Ingredients, makes 175ml, can easily be doubled
30g Tahini
2 tablespoons tamari sauce
2 tablespoons apple cider vinegar
Juice 1 lemon or 50ml Sicilian lemon juice
1 clove garlic
10g fresh ginger
1 tablespoon toasted sesame oil

Method

  1. Add all the ingredients to a blender and blitz until smooth and creamy.

Stores well in the fridge in a sealed jam jar.
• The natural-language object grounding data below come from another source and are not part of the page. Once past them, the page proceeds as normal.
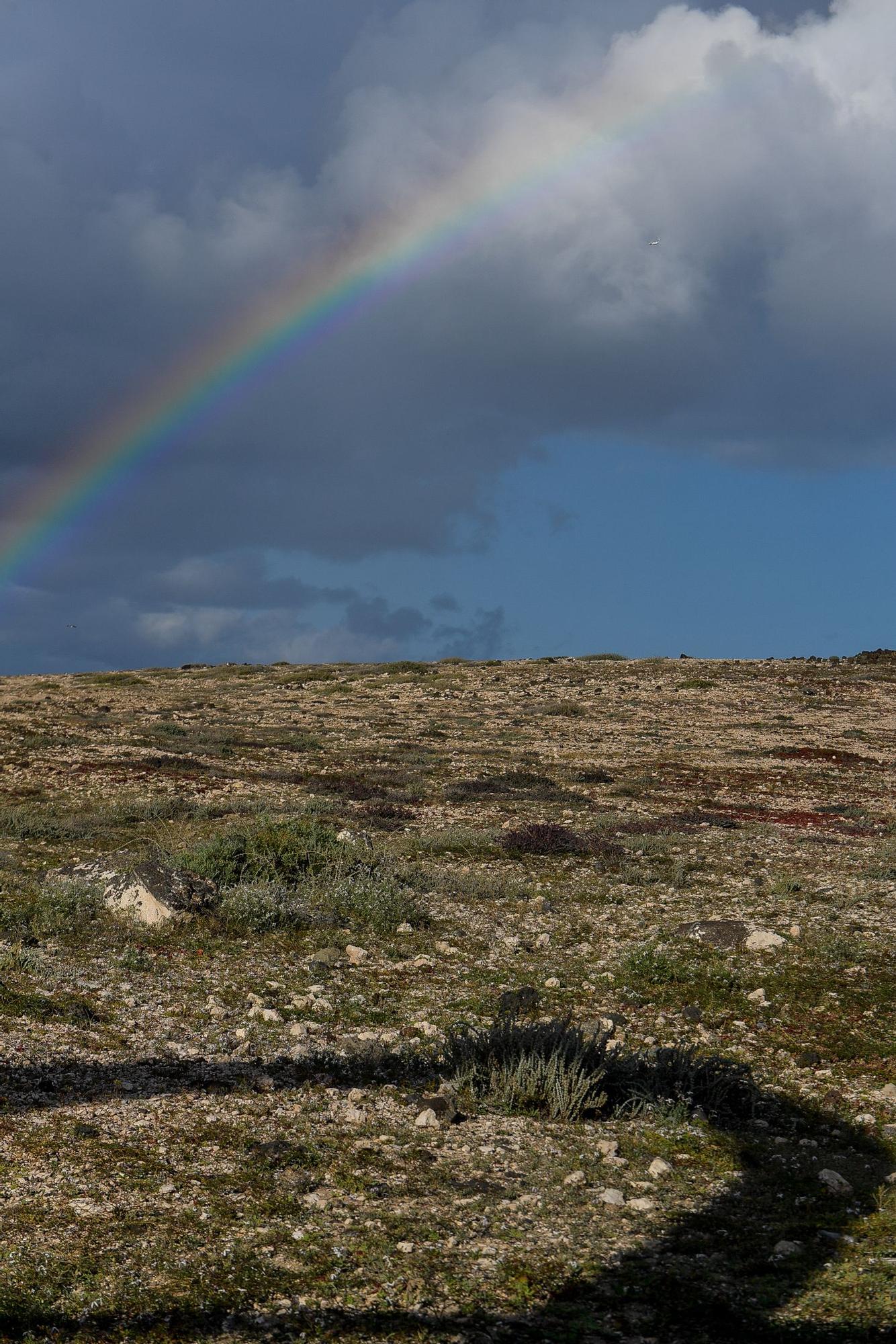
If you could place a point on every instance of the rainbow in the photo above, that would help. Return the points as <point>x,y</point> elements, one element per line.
<point>474,202</point>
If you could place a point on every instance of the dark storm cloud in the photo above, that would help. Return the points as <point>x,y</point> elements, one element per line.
<point>162,165</point>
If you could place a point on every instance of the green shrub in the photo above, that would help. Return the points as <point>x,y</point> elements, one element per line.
<point>675,1079</point>
<point>57,907</point>
<point>531,1069</point>
<point>269,851</point>
<point>369,896</point>
<point>554,1069</point>
<point>463,841</point>
<point>263,908</point>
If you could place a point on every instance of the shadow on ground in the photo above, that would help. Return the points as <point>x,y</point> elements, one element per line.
<point>705,1279</point>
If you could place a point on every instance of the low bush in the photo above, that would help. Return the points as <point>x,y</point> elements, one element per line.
<point>678,976</point>
<point>675,1079</point>
<point>543,838</point>
<point>538,1068</point>
<point>60,907</point>
<point>271,851</point>
<point>263,908</point>
<point>472,885</point>
<point>461,841</point>
<point>369,896</point>
<point>554,1069</point>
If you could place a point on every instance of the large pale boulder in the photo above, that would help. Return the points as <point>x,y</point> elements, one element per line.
<point>143,889</point>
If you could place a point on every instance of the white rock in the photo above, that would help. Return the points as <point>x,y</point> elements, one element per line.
<point>143,890</point>
<point>318,1200</point>
<point>784,1249</point>
<point>612,1197</point>
<point>836,1183</point>
<point>762,940</point>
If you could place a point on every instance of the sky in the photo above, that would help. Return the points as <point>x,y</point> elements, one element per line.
<point>549,439</point>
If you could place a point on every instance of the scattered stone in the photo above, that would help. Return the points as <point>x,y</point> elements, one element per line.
<point>355,838</point>
<point>441,1105</point>
<point>514,1003</point>
<point>327,958</point>
<point>596,1027</point>
<point>612,1197</point>
<point>762,940</point>
<point>318,1198</point>
<point>717,933</point>
<point>142,889</point>
<point>836,1183</point>
<point>782,1251</point>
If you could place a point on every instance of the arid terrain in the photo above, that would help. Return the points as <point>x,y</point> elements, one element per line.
<point>436,1052</point>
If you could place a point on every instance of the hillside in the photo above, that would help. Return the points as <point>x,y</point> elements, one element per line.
<point>230,1127</point>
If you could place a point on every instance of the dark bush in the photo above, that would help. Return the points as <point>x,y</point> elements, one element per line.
<point>543,838</point>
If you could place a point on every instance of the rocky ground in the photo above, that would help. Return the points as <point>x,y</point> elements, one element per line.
<point>247,1122</point>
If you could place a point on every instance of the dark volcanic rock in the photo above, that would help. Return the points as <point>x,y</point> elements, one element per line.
<point>717,933</point>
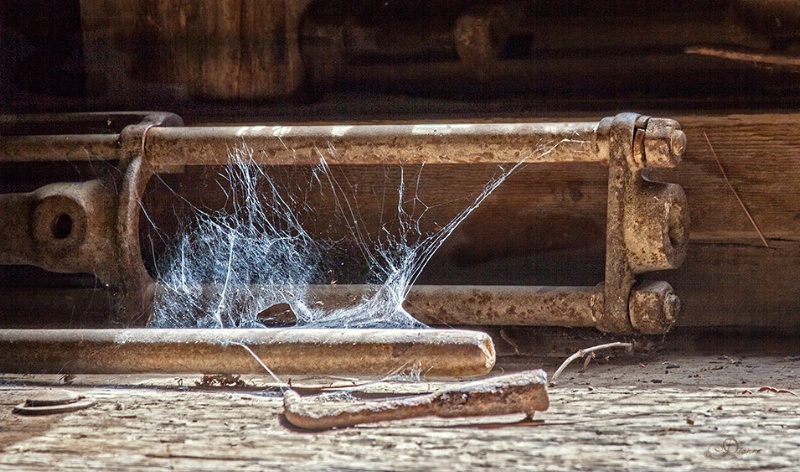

Tomato and Carrot Soup with Polpette

This soup is gorgeous. I make it with fresh tomatoes, carrots, a few red lentils and some cayenne pepper. Add the Polpette at the end so that they stay crispy. I have topped this soup off with swirls of fresh pesto.

Ingredients, serves 4

30ml  extra virgin olive oil
½ white onion, finely diced
2 garlic cloves, crushed
40g dried red lentils
400g fresh vine tomatoes, roughly chopped or 1 tin of tomatoes
4 large carrots, peeled and grated
400ml vegetable stock
¼ teaspoon cayenne pepper
salt and pepper

Method

  1. Heat the oil in a pan and gently sauté the onions in the olive oil for two minutes. Add the garlic and cook for a further two minutes or until onions are soft and tender.
  2. Add the grated carrots and the chopped tomatoes and sauté for a further two minutes
  3. Add the lentils, vegetable stock, cayenne pepper, salt and pepper. If you are using ground lentils, sprinkle them in slowly while stirring to avoid clumping!
  4. Simmer for 20 minutes until the lentils are soft.
  5. When slightly cooled use a purée stick to blend or transfer to a food processor and blend until smooth.